Hukum Organisasi Dalam Islam
Organisasi yang dibentuk di atas dasar Islam yang benar yang mana hukum-hukumnya disimpulkan dari Kitabullah dan Sunnah Rasulullah serta berada di atas manhaj para Salafushshalih, setiap organisasi yang didirikan atas dasar ini maka tidak ada alasan untuk diingkari dan dituduh sebagai hizbiyyah, karena hal tersebut termasuk dalam firman Allah Ta’ala: “Dan saling tolong menolonglah dalam kebaikan dan takwa…” Saling tolong menolong merupakan perkara yang syar’i dan wasilah (sarana)-nya kadang berbeda antara satu zaman dengan zaman lainnya dan antara satu tempat dengan tempat lainnya dan juga antara satu negara dengan negara lainnya. Oleh karena itu menebarkan tuduhan terhadap organisasi yang berdiri di atas dasar ini (al-Quran dan Sunnah) dengan label “Hizbiyyah” atau “Bid’iyyah”, maka ini adalah klaim yang tidak boleh seorang pun berpendapat dengannya sebab hal ini menyelisihi apa yang telah ditetapkan oleh para ulama berupa pembedaan antara bid’ah yang disifati dengan kesesatan secara umum dan sunnah hasanah. Sunnah hasanah merupakan suatu metode yang dibuat dan diadakan sebagai wasilah (sarana) yang bisa mengantarkan kaum muslimin pada suatu maksud/tujuan dan masyru’ secara nash. Jadi, organisasi-organisasi yang ada di zaman ini tidaklah berbeda dengan semua jenis sarana yang ada pada zaman ini yang bertujuan untuk mengantarkan kaum muslimin pada tujuan-tujuan syar’i. Dan apa yang ada dalam majelis kita ini berupa penggunaan alat rekam dengan ragam jenisnya, adalah bagian dari masalah ini (sarana yang dibolehkan -pent). Ia adalah wasilah yang dibuat baru, jika digunakan untuk mewujudkan tujuan yang syar’i, maka ia merupakan wasilah yang syar’i, dan jika digunakan untuk tujuan yang tidak syar’i, maka ia bukan wasilah yang syar’i. Demikian pula sarana transportasi yang beragam hari ini berupa mobil, pesawat dan selainnya, semuanya merupakan wasilah, jika digunakan untuk tujuan syar’i maka ia adalah wasilah yang syar’i, jika tidak maka ia bukan wasilah syar’i.
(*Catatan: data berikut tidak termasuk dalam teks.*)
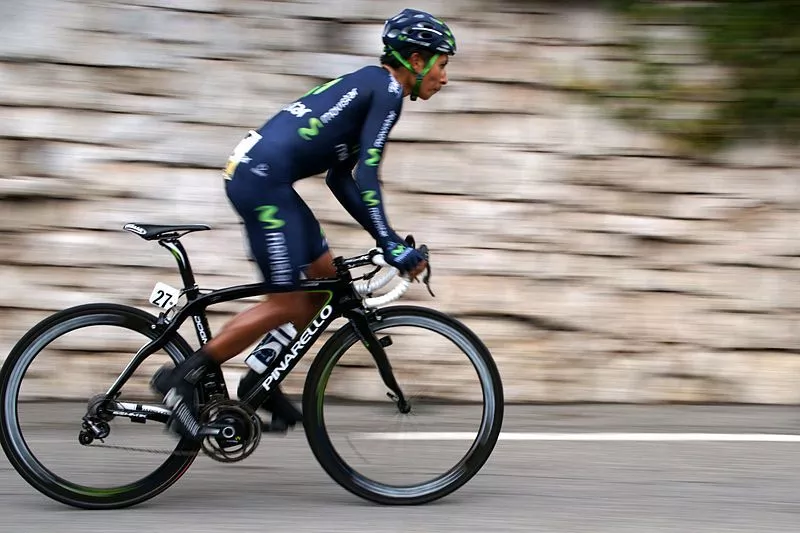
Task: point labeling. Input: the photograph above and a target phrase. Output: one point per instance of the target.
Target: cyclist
(335, 127)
Ta’ashshub Ibnu al-Jauzi rahimahullah berkata:
نعوذ بالله من العصبية فإن مصنف هذا الكتاب لا يخفى عليه أن
هذا الحديث موضوع
“Kita
berlindung kepada Allah dari sifat ta’ashshub, sesungguhnya penulis kitab ini
–kitab hadits- tidak tersembunyi baginya bahwa hadits ini adalah hadits palsu.”
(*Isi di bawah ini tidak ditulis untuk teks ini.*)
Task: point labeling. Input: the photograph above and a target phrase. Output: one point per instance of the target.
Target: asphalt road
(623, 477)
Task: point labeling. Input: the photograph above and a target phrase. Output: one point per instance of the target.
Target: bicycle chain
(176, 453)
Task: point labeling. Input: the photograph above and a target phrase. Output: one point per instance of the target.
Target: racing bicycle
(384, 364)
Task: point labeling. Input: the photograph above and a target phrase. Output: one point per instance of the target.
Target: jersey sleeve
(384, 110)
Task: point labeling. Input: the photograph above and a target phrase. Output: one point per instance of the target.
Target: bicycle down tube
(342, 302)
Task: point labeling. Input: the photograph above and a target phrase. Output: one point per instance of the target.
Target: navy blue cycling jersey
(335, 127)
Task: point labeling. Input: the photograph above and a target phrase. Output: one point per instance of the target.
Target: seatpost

(Lihat: Lisanul Mizan karya Ibnu Hajar al-Asqalani: 4/462)
Dr.Khalid
Kabir ‘Ilal rahimahullah berkata:
فمن العصبية عنده أن يعتمد الإنسان على حديث يعلم أنه موضوع،
انتصارا لأمر في نفسه ، فيترك الصحيح و يأخذ السقيم
“Merupakan
termasuk perkara ta’ashshub menurut Ibnu al-Jauzi rahimhullah adalah
ketika seseorang beri’timad (melandaskan keyakinan) pada satu hadits yang dia
ketahui bahwa hadits itu adalah hadits palsu, untuk menolong keyakinannya
sehingga dia meninggalkan hadits yang shahih lalu mengambil hadits yang palsu.”
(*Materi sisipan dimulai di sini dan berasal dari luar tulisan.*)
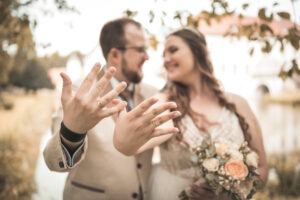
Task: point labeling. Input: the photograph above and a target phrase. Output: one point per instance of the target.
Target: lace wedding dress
(176, 171)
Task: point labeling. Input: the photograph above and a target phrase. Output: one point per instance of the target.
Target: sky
(70, 31)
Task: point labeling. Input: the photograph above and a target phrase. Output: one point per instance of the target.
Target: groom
(82, 141)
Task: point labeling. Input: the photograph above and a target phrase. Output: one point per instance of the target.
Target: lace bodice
(176, 156)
(Lihat: At-Ta’ashshubu al-Mazhabi Fi at-Tarikh Mazhahiruhu, Aatsaruhu,
Asbabuhu, ‘Ilajuhu: 3)
Sama halnya
dengan orang-orang yang enggan untuk mengkonfirmasi kebenaran berita atas
tuduhan-tuduhan dusta yang dilemparkan kepada saudara-saudaranya. Padahal amat
mudah bagi mereka untuk mencari kebenaran berita melalui berbagai sarana dan
alat komunikasi yang begitu banyak, atau langsung mendatangi saudara yang
tertuduh itu. Ketika mereka enggan untuk melakukan hal itu, hasilnya adalah
ta’ashshub dengan tingkat yang lebih parah dari itu, yaitu:
أن يدعو الرجل إلى نصرة عصبيته، و الوقوف معها على من يُناوئها،
ظالمة كانت أو مظلومة
“Dakwah
(ajakan) yang dilakukan untuk menolong kelompoknya dan selalu bersamanya
terhadap orang-orang yang memusuhinya. Baik dalam keadaan berbuat zhalim atau
terzhalimi.” (Lihat: At-Ta’ashshubu al-Mazhabi fi at-Tarikh Mazhahiruhu Aatsaruhu
Asbabuhu ‘Ilajuhu: 2)
Oleh karena
itu tidak sama antara kerja sama dalam kebaikan dan takwa dengan ta’ashshub.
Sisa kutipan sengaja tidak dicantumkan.